Convert Dataset to TFRecords for TAO

,

So, you already finished the tfrecord generation. You can find the tfrecord files under /workspace/tao-experiments/local/training/tao/detectnet_v2/resnet18_palletjack/5k_model_synthetic when you login the docker via

$ docker run -it --rm --gpus all -v $LOCAL_PROJECT_DIR:/workspace/tao-experiments $DOCKER_CONTAINER run ls /workspace/tao-experiments/local/training/tao/detectnet_v2/resnet18_palletjack/5k_model_synthetic

Or you can find them in your local path, i.e.,

$ ls $LOCAL_PROJECT_DIR

There were some issues with the code on step 7. Visualize Model Performance. That’s why it was throwing errors.

I’ve corrected the code and added some comments explaining what it was:

from IPython.display import Image 
import glob

# results_dir = os.path.join(os.environ["LOCAL_PROJECT_DIR"], "local/training/tao/detectnet_v2/resnet18_palletjack/test_loco/images_annotated")
# the original code tries to fetch inference result files from "local/training/tao/detectnet_v2/resnet18_palletjack/test_loco/images_annotated"
# but the inference code saves the results files in " -o /workspace/tao-experiments/local/training/tao/detectnet_v2/resnet18_palletjack/5k_model_synthetic \"

# 1. Point results_dir to the actual inference output
results_dir = os.path.join(
    os.environ["LOCAL_PROJECT_DIR"],
    "local/training/tao/detectnet_v2/resnet18_palletjack/5k_model_synthetic/images_annotated"
)

# pil_img = Image(filename=os.path.join(os.getenv("LOCAL_PROJECT_DIR"), 'detectnet_v2/july_resnet18_trials/new_pellet_distractors_10k/test_loco/images_annotated/1564562568.298206.jpg'))
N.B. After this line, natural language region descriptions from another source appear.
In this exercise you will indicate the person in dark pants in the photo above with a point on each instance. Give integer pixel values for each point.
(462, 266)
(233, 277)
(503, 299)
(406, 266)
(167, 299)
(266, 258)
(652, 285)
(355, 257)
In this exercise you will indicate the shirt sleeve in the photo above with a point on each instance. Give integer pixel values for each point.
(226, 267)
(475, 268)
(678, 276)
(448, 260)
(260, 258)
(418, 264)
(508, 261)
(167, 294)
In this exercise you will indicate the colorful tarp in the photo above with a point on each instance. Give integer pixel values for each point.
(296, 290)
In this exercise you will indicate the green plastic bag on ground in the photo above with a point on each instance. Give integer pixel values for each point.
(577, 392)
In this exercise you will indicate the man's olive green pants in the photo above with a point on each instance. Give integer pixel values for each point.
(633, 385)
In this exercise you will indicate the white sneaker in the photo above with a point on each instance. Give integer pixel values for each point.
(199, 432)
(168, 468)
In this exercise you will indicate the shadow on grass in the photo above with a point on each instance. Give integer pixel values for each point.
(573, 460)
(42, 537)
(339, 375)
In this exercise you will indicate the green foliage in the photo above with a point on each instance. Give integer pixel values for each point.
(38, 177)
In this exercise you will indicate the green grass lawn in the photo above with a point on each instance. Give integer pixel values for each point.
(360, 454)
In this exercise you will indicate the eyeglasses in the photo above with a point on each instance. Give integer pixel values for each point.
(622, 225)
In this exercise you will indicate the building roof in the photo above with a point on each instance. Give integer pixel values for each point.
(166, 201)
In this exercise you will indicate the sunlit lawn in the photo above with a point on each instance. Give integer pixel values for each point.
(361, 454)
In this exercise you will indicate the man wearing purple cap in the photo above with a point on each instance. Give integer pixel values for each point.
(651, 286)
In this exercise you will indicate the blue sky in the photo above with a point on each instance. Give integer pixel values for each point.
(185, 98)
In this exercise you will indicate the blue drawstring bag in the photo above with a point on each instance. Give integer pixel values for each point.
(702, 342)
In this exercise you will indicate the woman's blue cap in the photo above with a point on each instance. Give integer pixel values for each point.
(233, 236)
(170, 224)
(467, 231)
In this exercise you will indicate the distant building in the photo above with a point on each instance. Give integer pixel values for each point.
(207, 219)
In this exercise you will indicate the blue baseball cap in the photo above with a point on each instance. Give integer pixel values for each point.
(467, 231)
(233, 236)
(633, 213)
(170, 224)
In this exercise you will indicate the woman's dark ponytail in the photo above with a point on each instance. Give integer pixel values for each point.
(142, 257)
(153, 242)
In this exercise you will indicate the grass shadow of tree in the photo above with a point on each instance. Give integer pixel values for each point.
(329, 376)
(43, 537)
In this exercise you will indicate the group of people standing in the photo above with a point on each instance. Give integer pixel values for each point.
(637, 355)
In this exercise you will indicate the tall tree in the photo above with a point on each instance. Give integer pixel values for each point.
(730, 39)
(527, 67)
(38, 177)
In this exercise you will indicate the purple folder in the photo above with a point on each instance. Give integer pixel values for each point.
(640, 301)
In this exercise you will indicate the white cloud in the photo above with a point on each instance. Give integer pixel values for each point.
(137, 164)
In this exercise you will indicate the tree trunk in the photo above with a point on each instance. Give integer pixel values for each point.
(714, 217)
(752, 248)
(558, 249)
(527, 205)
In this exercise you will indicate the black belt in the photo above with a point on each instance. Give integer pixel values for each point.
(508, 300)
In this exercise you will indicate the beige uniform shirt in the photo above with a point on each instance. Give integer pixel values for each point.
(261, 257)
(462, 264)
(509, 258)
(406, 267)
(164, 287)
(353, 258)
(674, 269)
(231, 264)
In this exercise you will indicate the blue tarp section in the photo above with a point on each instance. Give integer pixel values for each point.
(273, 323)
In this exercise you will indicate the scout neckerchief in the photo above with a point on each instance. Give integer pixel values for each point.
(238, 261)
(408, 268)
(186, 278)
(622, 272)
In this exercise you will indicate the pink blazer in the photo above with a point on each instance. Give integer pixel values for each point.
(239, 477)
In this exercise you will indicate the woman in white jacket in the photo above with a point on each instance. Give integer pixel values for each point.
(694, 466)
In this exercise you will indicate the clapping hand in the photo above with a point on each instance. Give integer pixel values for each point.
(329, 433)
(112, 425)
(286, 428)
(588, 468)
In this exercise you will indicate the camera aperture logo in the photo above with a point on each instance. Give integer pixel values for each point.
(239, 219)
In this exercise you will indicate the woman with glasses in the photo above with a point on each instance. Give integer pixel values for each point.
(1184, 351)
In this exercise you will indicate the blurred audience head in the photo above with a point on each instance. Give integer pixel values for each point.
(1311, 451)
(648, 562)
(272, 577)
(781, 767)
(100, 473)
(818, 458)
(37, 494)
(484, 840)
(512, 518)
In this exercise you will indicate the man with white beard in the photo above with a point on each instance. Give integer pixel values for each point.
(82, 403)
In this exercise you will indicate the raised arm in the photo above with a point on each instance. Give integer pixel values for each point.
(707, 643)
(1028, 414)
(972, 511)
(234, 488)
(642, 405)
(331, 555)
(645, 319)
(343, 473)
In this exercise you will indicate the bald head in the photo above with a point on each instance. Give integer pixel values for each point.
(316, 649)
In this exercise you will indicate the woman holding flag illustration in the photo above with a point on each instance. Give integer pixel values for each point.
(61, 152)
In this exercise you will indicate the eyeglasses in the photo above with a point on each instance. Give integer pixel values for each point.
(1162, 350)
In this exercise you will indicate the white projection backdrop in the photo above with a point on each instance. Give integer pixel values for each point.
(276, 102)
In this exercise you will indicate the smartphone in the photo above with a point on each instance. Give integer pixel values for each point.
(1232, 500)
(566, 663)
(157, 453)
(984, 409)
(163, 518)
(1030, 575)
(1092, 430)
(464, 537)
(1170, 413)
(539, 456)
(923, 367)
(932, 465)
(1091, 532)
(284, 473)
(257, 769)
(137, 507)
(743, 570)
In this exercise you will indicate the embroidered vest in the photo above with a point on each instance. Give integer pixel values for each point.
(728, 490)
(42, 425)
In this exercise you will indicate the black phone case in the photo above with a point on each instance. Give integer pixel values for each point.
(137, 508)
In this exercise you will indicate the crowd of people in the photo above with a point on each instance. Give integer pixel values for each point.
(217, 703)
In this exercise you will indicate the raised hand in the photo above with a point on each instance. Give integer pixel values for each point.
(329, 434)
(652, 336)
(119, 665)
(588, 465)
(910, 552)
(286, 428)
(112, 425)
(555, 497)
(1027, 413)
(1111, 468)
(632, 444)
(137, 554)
# 2. Fix pil_img to use the same results_dir
# pil_img = Image(filename=os.path.join(results_dir, "1564562568.298206.jpg"))
# pil_img is not being used anywhere in the code

# image_names = ["1564562568.298206.jpg", "1564562628.517229.jpg", "1564562843.0618184.jpg", "593768,3659.jpg", "516447400,977.jpg"] 
# These are not the actual file names that got created   

# 2. Discover all image files (jpg, jpeg, png)
image_names = sorted(
    [os.path.basename(p) for p in glob.glob(os.path.join(results_dir, "*.jpg"))]
    + [os.path.basename(p) for p in glob.glob(os.path.join(results_dir, "*.jpeg"))]
    + [os.path.basename(p) for p in glob.glob(os.path.join(results_dir, "*.png"))]
)

images = [Image(filename = os.path.join(results_dir, image_name)) for image_name in image_names]

print(f"Found {len(image_names)} images")

display(*images)

Great. Please share the info to the github owner. It is not a release from TAO.

I created this repo correcting all the errors from the original documentation and providing a more user-friendly step by step on how to run this model for those who are interested:

1 Like

Great. Really appreciate for your work.

Here is an updated version for the entire pipeline: End-to-End-Pipeline-for-Robotics-ML-Training-with-Synthetic-Data-on-Nvidia-Isaac-SIM/README.md at main · marcelpatrick/End-to-End-Pipeline-for-Robotics-ML-Training-with-Synthetic-Data-on-Nvidia-Isaac-SIM · GitHub

Thanks for the info. Appreciate it.